Rama, a great King, a great Hero, loved by all and charming. Ravana, also once a great King, also adored by his people and good looking, but more known as having been a Tyrant and now remembered as a demon.
These characters and the Ramayana teach us a lot about ourselves and our potential from which we can learn, interpret and live. Rama wasn’t just an average hero to admire, Rama sets an example, each of us are capable of becoming like him, and in fact deep down we are Rama. But likewise Ravana isn’t just a villain to fear, but someone to fear our own selves becoming, he is an example of what a human becomes as a victim of his own ego.
What was the difference between these two kings that make them who they were?
Rama was born in a time where kings often had multiple wives. His father Dasaratha, a great king, also followed this custom. Conversely, Rama kept no other lady by his side but Sita. Not once did he consider another woman. This was brought to the surface with the encounter of the flirtatious and sensuous Surpanakha to who Rama responded with “there is no other for me but Sita”.
On the other side of sea, Ravana not only possessed multiple wives, but he was fuelled by sensuous desires. Whichever woman he desired, he would have her. He even lusted after the wife of Shiva, Parvati. When he saw the beautiful Sita he abducted her. Interestingly however, he couldn’t so much as lay a finger on her. This wasn’t out of his decency however, a story within the Ramayana goes back to a time where Ravana had once grabbed a beautiful lady called Vedavati against her will, later on just before she ended her life, she cursed him “if you ever touch a woman against her will again, you will burn.” Some believe that Vedavati was no other than Sita in her previous birth.
Kings are known to be rich, wealthy and surrounded by riches. Many of us today already live like kings, yet we tell ourselves we need more and need to become Kings. No matter how wealthy you are, you often want more. Kings themselves, were at times no different, they fought for more land, more riches and more power.
Rama by first glance doesn’t appear as a King, we know him better as the adventurous forest dweller. He was actually selfless enough to leave his own kingdom and comfortable rich life for 14 years, obeying the command of His father, due to his selfish stepmother Kaikeyi. He didn’t argue, as an ideal son he said “Father has blessed me with the kingdom of the forests.”
Ravana, wealthy as he was, acted by his greed. Many of the riches and ornaments he owned were acquired through Adharmic and unrighteous means, they were stolen goods. A story details of how he robbed Lord Kuber, the deity of riches, items included an ancient flying aircraft called the Pushpavakan.
Anger & Ego
In the eyes of Rama, no living being was different to the other. Monkeys, Bears, Cows and even Squirrels were all as divine to him as a human being was. Rama demonstrated this throughout the Ramayana.

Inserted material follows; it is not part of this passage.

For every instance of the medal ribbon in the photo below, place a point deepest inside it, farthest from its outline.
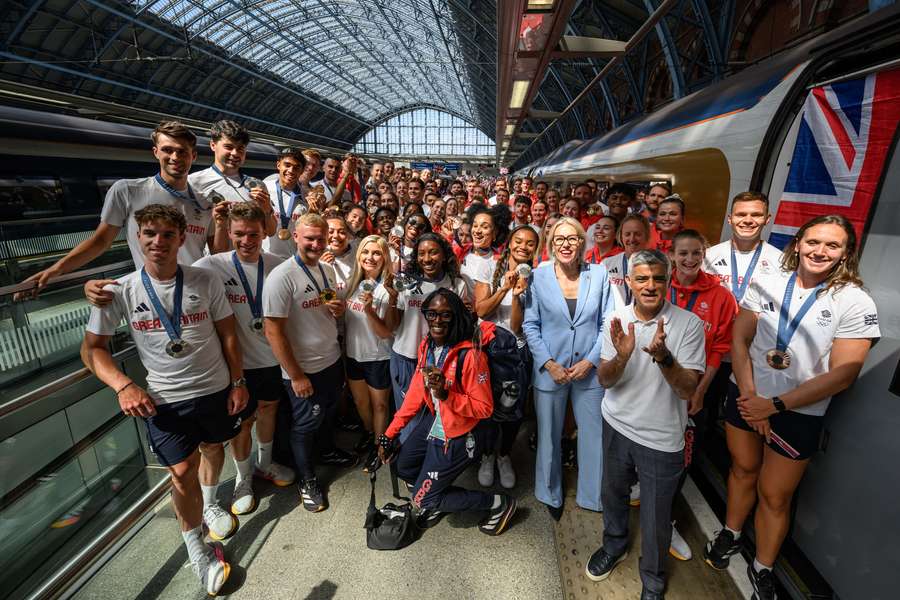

One tale speaks of an elderly lady named Sabari whose cottage Rama and Lakshmana once passed. She adored Rama and wished to serve him a meal. Being the sweet lady she was she wanted to make sure that everything she fed to Rama from the tiniest grape was of good quality, so she tasted each herself first. Normally, one would repulse at eating something that has been near someone else’s mouth. Add race and caste and this is a greater issue, but Rama lovingly accepted her food pointing out “a person’s caste is not determined by birth but by their deeds.”
Even during the war in Lanka, Rama once had Ravana cornered and was able to kill him if he wished, but through his forgiving nature he gave him another chance and the dignity to save himself. Even after the war’s end and Ravana’s demise, Ravana’s own brother Vibishan, who had led a righteous life was given the throne. It is also worth considering the fact that if Rama had wished he could have taken the kingdom of Lanka under his own rule, again showing his control of desire and greed.
On the hand, we have Ravana, he may have been loved by his followers and many wives, but his heart was filled with hatred and ego. He would put himself before anything else. One example of this was his involvement in human sacrifices, many of which included sages who he sacrificed and collected the blood from, in the belief that he would benefit. In Dharma, the golden rule is to live without harming another life physically, mentally or spiritually. By acting in this way, he was already an Adharmic being. He felt a need to be known as the greatest and the biggest and this in itself leads to one’s own demise.
In summary, regardless of what we have and how intelligent we are, if we let our heart fill with the slightest amount of lust or greed, it could be detrimental to us. One must keep his ego and pride under control and live without causing harm to any living being. This is the difference between a great King and Tyrant, between an Arya and an Asura.
He who lives by Dharma is an Arya, and he who lives by Adharma is an Asura.